Both the House and Senate restore money to operate the Commonwealth Center for Children and Adolescents, an acute care mental health center in Staunton. The Senate cuts funding for a similar center in Marion.
In public education, House reductions total about $620 million, spread equally over the 2011 and 2012 budgets. But the blow is mitigated by reducing the amount local school districts have to contribute to employee pensions by about $270 million each year. As a result, the committee said, actual cuts to kindergarten through grade 12 come to only about $80 million for the two years.
Class sizes would increase by one student.
Much of the savings comes from eliminating a secondary planning period for teachers that would save more than $185 million annually the next two years.
In the Senate, public education would be cut $133 million, with delayed implementation of new standards of accreditation and the elimination of any testing that is not absolutely necessary.
The state’s colleges and universities would not receive further cuts.
Some of the governor’s proposals are reflected in both budgets. The life of school buses expands from 12 years to 15 in the House budget. Both reject Kaine’s proposal to freeze the local composite index, a formula by which state school dollars are apportioned to local districts, a move McDonnell rejected his first week in office.
But the House rejected McDonnell’s proposal to pare subsidies for non-teaching jobs, including sports coaches and department chairs.
The House budget also eliminates about $145 million in fees that Kaine had proposed in his budget in December.
In the shoulder-to-shoulder, standing-room-only rooms where the committees outlined their budgets, advocates for health services, schools and local government sat dismayed.

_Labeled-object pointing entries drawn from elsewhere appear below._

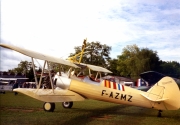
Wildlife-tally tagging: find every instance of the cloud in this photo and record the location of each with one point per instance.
(56, 27)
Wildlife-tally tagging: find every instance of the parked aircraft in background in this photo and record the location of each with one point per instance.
(161, 96)
(6, 84)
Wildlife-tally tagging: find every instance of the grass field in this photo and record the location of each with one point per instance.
(23, 110)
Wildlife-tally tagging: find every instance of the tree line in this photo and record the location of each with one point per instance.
(130, 63)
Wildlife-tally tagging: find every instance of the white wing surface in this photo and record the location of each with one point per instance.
(38, 55)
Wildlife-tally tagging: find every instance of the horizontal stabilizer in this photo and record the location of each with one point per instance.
(49, 95)
(154, 100)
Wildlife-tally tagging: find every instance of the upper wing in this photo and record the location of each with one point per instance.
(38, 55)
(94, 68)
(49, 95)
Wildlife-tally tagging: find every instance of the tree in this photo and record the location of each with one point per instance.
(95, 54)
(134, 61)
(170, 68)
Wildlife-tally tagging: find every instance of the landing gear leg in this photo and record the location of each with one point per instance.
(67, 104)
(159, 113)
(49, 107)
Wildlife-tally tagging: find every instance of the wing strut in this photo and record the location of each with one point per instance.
(50, 76)
(42, 74)
(34, 71)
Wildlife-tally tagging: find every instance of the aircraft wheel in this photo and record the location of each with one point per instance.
(67, 104)
(49, 107)
(159, 113)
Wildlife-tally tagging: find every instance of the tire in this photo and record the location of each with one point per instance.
(67, 104)
(49, 107)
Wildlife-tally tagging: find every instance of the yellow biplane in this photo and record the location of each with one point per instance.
(162, 96)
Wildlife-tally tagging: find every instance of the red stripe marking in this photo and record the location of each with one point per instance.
(109, 84)
(105, 83)
(114, 85)
(123, 87)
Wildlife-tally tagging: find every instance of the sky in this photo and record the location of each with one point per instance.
(55, 27)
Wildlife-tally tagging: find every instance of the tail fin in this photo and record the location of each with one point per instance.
(167, 91)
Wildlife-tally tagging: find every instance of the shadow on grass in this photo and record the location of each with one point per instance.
(114, 115)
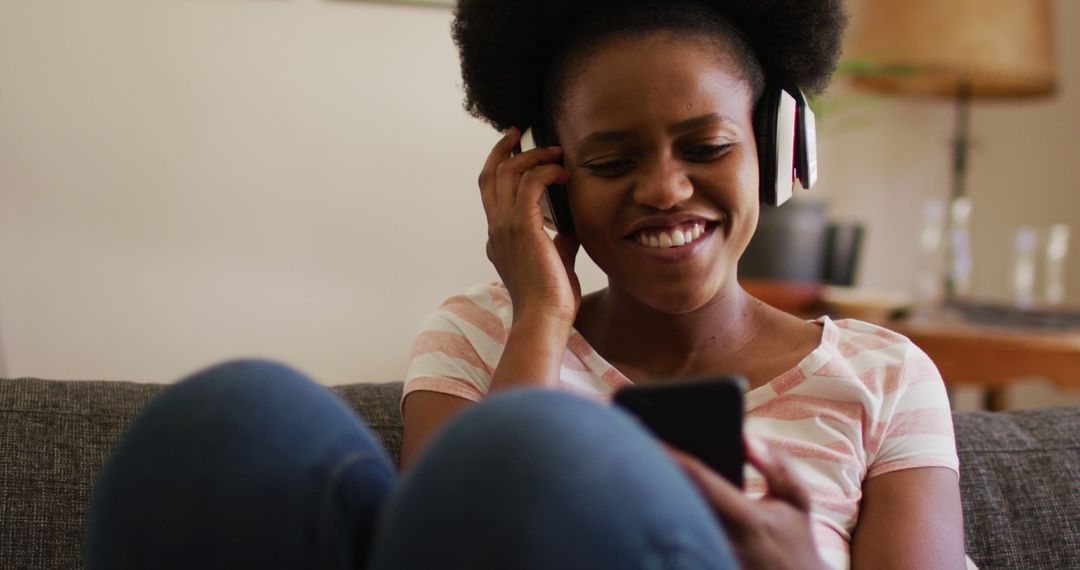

“These cuts to everybody are profound,” said Katharine Webb, a lobbyist for the Virginia Hospital & Healthcare Association. “We’re changing the way services are delivered — all services to everybody.”
One way or another, tax increases the state is avoiding will eventually surface in higher local taxes, specifically higher real estate tax rates, said Mary Jo Fields, director of research for the Virginia Municipal League, which represents the cities and a few county governments.
“People have these expectations that their services will just go on and it won’t cost money,” she said. “They won’t. Someone has to pay for them. There is no free lunch.”